Jerez de la Frontera (Cádiz) – Properties cost an average of €155,563 in the municipality of Jerez de la Frontera, or Jerez as it’s commonly referred to. It’s located in the Cádiz province of Andalusia and is a real piece of ‘traditional’ Spain. Jerez city is a decent-sized place with a little over 200,000 people and is known for horses, flamenco dancing and sherry, as well as the Alcázar de Jerez, an 11th-century fortress that harks back to Andalusia’s Moorish past.

READ ALSO: Is it better to buy or rent in Spain right now?

Torrevieja (Alicante) – Another municipality in Alicante and another incredibly popular with foreign homeowners. Properties here go for an average of €155,787. Torrevieja itself has a population of 82,000 and is another coastal town, but also has nature trails and salt plains nearby.

Murcia (Murcia) – Murcia is often overlooked, wedged between Alicante and Andalusia, but you could grab a bargain here with average prices of €157,119. Murcia capital is a bustling city of almost 450,000 people, and is strategically placed for trips to the Costa Blanca, Costa Calida, Costa del Sol, and Costa de Almeria.

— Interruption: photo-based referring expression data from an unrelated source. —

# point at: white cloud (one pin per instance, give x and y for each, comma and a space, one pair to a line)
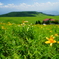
36, 6
1, 3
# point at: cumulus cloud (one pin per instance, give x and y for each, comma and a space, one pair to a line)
36, 6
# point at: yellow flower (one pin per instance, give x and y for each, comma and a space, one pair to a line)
3, 27
50, 31
50, 40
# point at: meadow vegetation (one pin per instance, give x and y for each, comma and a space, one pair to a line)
21, 38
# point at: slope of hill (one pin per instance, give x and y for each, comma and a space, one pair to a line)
24, 14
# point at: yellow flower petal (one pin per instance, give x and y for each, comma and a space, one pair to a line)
50, 44
47, 42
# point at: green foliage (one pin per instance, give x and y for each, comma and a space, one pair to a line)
25, 41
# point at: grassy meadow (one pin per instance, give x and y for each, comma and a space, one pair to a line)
30, 19
28, 41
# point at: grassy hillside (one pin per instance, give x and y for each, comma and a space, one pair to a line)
23, 14
30, 19
31, 16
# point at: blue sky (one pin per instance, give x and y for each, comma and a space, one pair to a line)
28, 5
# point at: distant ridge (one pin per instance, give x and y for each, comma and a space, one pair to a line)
24, 14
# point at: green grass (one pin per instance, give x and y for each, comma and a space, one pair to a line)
25, 41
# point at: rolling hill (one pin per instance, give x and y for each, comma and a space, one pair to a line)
24, 14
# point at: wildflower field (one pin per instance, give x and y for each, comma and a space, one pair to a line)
27, 41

Parla (Madrid) – The municipality of Parla lies just 20km south of Madrid and the town of the same name is home to 130,000 residents. It’s a great commuter area for those who work in Getafe or the capital. A house here costs an average of €160,652. 

Salamanca (Castilla y León) – The municipality of Salamanca surrounds the capital of Salamanca in Castilla y León in northwestern Spain. Buying a property in this area costs an average of €162,909. The main city of Salamanca is known for its university, which is the oldest in Spain and dates back to 1218. Understandably, much of Salamanca’s roughly 150,000 residents are students, which gives the town a lively atmosphere.

Burgos (Castilla y León) – Another northwestern Castilla y León municipality, is Burgos has around, where you can buy a house for just €163,164. The city of Burgos has around 180,000 inhabitants and is known for its medieval architecture and grand cathedral. 

Dos Hermanas (Sevilla) – The second most populous municipality in the province of Seville, properties cost an average of €163.274 here. The Andalusian town is just 15km south of Seville, making it great for commuters or those who want plenty of culture nearby.